Chapter 5 Resampling Methods

library(tidyverse)
library(knitr)
library(skimr)
library(ISLR)
library(tidymodels)

Resampling methods involve repeatedly drawing samples from a training set and refitting a model of interest on each sample. This provides additional information about the fitted model.

If we wanted to estimate the variability of a linear regression fit, we could repeatedly draw different samples from the training data, fit a linear regression model to each sample, and then measure how our fits differ. This can yield us novel information that would otherwise not be available from fitting a single model using the entirety of the training data.

It is computationally expensive to repeatedly fit statistical methods across different subsets of data. In most cases, this cost is not prohibitive.

In this chapter, we will look at two of the most common resampling methods, cross-validation and the bootstrap. Cross-validation can be used to estimate the test error associated with a given statistical learning method or to select the appropriate level of flexibility. Evaluating a model’s performance is known as model assessment. Selecting the proper level of flexibility for a model is model selection.
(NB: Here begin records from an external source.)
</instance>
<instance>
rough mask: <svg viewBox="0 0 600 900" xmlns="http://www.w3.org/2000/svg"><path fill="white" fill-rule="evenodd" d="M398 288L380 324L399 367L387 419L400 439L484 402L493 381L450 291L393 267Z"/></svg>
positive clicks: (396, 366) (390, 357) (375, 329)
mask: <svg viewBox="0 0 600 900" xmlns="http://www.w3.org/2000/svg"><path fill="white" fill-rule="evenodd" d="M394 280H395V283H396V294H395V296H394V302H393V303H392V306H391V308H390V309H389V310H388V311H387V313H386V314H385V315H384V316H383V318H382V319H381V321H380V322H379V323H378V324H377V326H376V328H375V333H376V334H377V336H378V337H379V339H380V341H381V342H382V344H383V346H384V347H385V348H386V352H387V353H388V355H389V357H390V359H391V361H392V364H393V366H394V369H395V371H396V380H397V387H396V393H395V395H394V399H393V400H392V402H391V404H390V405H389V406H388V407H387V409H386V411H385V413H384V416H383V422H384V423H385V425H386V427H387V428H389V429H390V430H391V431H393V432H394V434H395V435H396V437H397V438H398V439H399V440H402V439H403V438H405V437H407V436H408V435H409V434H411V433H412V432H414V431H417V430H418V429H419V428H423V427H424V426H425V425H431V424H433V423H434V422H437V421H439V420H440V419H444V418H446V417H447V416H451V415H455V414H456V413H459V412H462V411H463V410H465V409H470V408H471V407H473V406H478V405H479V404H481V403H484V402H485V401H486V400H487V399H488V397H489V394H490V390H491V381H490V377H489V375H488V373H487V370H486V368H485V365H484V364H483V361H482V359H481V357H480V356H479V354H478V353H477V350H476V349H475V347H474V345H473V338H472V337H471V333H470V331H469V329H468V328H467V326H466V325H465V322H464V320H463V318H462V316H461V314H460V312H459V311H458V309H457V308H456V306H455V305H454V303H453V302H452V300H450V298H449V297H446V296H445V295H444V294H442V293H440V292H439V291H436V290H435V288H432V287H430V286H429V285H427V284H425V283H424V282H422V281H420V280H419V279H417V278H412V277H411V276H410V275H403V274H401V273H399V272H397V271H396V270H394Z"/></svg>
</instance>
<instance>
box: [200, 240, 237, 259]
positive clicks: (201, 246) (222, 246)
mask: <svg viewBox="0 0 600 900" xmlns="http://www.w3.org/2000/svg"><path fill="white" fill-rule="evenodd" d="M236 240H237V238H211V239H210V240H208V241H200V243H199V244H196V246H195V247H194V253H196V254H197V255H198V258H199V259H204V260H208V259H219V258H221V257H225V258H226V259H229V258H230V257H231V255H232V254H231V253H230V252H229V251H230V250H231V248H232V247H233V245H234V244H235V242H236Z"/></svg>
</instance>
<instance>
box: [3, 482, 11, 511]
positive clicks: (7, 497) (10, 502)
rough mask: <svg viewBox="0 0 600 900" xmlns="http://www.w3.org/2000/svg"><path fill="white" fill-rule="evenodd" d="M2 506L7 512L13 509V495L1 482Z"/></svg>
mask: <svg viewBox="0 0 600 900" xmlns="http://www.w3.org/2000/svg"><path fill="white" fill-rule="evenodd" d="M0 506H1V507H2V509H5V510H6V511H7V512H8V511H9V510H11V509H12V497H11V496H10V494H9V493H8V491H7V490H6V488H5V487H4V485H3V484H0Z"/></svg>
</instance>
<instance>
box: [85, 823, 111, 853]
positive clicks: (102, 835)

The bootstrap is most commonly used to provide a measure of accuracy of a parameter estimate or of a given statistical learning method.

5.1 Cross-Validation

Let’s remember the distinction between the test error rate and the training error rate.

The test error is the average error that results from using the statistical learning method to predict the response on a new observation (test dataset). In general, the method with the lowest test error is warranted to use. If a designated test set is available, then calculating the test error is trivial. Unfortunately, there are times when a a reasonably-sized test dataset is difficult or impossible to achieve.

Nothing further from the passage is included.